Under California law, there can be only one final judgment in a case against the same party. A judgment is not appealable, and therefore not final, if any further action on the part of the court is essential to a final determination of the rights of the parties. 4 Cal.Jur.3d, Appellate Review, § § 36, 37. In this case, the state court still needs to merge its two judgments into a single judgment before it can be reviewed. (1)  
Reiter argues that both judgments he obtained are final because one judgment is against "Andrew Musaelian" and the other is against "Andrew Musaelian doing business as Attorney's Legal Research." Whatever tortured logic leads him to this conclusion, it is not shared by the court. Nor does the court understand why Reiter should get to choose which judgment is applicable to this Chapter 13 case.
The court ends its analysis by noting that this is clearly a case which was intended by Congress to be properly brought under Chapter 13. After a full trial, the court rendered a judgment for $81,000.00, keeping the debtors well within the debt limits of § 109(e). It is only by ignoring this judgment on the merits and focusing on the earlier default judgment - possibly procured by some sort of legal legerdemain (2)  - that Reiter is able to argue that Musaelian is not eligible for Chapter 13 relief. Collateral estoppel is not supposed to be applied blindly by the court where injustice results or public policy - in this case, access to relief under the Bankruptcy Code - is thwarted. Lucido v. Superior Court (1990) 51 Cal.3d 335, 343.
Reiter's fall-back position is that even if the two judgments are not given preclusive effect, they are still "liquidated" and therefore counted for purposes of eligibility. However, the survival of the larger judgment is contingent on a finding that by the state court that this is the proper judgment amount, even though it subsequently held a full trial and determined that the damages - including punitive damages - were far less. While the role of the court in adjudicating claims for purposes of eligibility is limited, some scrutiny of the basis for a claim is proper where a legal issue is involved and contested evidentiary hearing is not required. In re Ho, 274 B.R. 867, 875 (9th Cir.BAP 2002); In re Nicholes, 184 B.R. 82, 90 (9th Cir.BAP 1994); In re Loyola, 123 B.R. 338, 341 (9th Cir. 1991).

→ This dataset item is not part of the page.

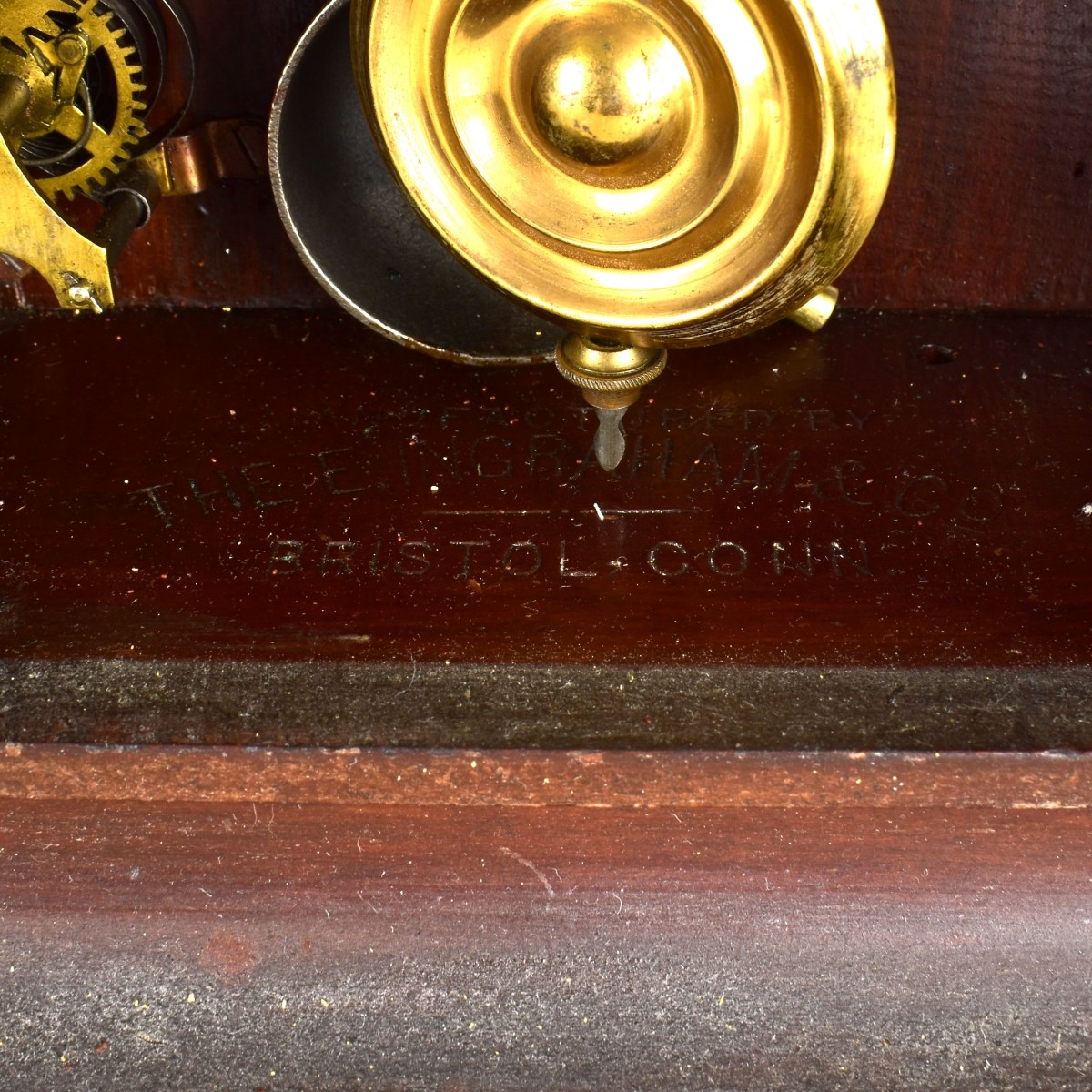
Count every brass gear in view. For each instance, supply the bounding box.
[0,0,147,202]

For the foregoing reasons, Reiter's motion to dismiss will be denied. Counsel for Musealian shall submit an appropriate form of order.
Dated: August 26, 2002 ___________________________ Alan Jaroslovsky U.S. Bankruptcy Judge
1. The record reflects that Musaelian sought relief by an extraordinary writ in the state appellate courts. While this was denied, it does not appear to preclude normal appellate review from a final judgment.